The new water rule EPA plans to propose may be much more
about all our drinking water underground in Florida and south Georgia than about anybody’s private pond.
Stacey H. Mitchell, David H. Quigley and Bryan Williamson,
Akin Gump Strauss Hauer & Feld LLP,
11 December 2018,
United States: Dipping Its Toe In The Groundwater?

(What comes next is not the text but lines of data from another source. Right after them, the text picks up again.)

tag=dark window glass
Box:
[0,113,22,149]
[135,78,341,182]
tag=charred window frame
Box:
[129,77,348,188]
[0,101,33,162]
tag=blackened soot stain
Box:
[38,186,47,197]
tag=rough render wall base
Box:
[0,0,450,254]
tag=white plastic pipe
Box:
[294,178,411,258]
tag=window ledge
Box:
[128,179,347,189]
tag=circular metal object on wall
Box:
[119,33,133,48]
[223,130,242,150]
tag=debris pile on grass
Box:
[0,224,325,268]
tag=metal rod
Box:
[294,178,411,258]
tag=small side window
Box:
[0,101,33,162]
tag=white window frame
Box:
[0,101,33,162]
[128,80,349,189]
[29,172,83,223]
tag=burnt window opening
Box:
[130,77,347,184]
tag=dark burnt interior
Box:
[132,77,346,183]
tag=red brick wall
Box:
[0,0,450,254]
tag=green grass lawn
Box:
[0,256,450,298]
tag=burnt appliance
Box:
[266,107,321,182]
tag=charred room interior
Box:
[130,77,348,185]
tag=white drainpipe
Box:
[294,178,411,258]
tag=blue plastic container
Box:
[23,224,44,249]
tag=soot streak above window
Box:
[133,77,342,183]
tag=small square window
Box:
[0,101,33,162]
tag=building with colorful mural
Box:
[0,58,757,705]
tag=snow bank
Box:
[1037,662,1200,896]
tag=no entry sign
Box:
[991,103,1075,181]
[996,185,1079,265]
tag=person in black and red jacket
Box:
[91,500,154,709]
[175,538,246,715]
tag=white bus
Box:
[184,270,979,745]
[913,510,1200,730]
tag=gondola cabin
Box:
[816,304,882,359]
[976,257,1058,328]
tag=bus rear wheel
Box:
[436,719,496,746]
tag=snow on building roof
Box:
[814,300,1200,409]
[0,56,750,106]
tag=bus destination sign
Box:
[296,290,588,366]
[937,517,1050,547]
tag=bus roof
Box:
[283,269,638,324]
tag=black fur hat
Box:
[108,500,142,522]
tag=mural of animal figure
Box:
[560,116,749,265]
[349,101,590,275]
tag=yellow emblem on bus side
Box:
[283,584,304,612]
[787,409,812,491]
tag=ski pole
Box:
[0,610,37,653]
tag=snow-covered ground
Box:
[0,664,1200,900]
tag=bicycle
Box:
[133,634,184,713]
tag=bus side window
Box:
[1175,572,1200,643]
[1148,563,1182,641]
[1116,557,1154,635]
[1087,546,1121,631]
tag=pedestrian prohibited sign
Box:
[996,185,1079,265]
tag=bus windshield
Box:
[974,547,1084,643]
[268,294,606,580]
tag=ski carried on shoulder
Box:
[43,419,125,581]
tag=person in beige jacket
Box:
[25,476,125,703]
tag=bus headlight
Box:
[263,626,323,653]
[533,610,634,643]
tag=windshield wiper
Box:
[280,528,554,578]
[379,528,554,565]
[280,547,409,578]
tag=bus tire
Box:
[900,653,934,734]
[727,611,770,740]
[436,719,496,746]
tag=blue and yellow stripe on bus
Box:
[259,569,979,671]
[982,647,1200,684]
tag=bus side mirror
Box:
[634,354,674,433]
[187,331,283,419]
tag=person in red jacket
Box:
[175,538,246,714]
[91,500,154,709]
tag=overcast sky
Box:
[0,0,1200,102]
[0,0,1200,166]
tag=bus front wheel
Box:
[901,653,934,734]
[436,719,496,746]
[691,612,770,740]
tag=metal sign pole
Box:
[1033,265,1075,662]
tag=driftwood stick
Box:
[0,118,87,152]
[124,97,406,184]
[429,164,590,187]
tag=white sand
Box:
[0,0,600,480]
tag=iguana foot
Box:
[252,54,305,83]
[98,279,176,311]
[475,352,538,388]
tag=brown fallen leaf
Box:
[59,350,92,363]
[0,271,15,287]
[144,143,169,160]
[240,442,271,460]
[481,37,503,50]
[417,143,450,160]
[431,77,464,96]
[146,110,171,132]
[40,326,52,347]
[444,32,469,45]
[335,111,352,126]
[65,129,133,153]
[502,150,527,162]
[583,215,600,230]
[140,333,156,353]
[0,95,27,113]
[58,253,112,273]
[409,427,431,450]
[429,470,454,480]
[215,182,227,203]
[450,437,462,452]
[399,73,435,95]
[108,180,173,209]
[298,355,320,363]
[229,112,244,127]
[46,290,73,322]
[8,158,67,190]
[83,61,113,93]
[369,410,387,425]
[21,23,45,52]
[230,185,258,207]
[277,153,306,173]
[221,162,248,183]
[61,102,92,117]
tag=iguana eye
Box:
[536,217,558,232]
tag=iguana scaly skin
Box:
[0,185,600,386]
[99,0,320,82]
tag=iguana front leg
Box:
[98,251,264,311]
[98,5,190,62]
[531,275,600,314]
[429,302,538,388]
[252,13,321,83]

Supreme Court Eyes Expedited Review For Clean Water Act Case,
Specifically, the Court aims to address a circuit split among the
4th, 5th and 9th Circuits in determining whether only direct
discharges to “navigable waters” (rivers, lakes and
other surface waters, for example) are covered or whether
groundwater that is “hydrologically connected to surface
water” is subject to Clean Water Act (CWA) pollution discharge
requirements.2 Groundwater—that is, water held beneath the
soil or in between rock structures—does not fall under CWA
jurisdiction. Nevertheless, the U.S. Environmental Protection Agency
(EPA), for many years, maintained that pollutants that flow with a
direct and immediate hydrologic connection through groundwater into
surface waters are properly regulated under the CWA.3
Environmentalists agree with EPA’s long-standing position, while
many in industry say that the agency is reaching beyond its scope.
Surface water interchanges with groundwater all the time here in the
southeast coastal plain, where we all drink with straws from the groundwater.
Figure from same USGS study as below.
This SCOTUS case appears to be related to
the forthcoming EPA rule change proposal
that has been all over the news lately.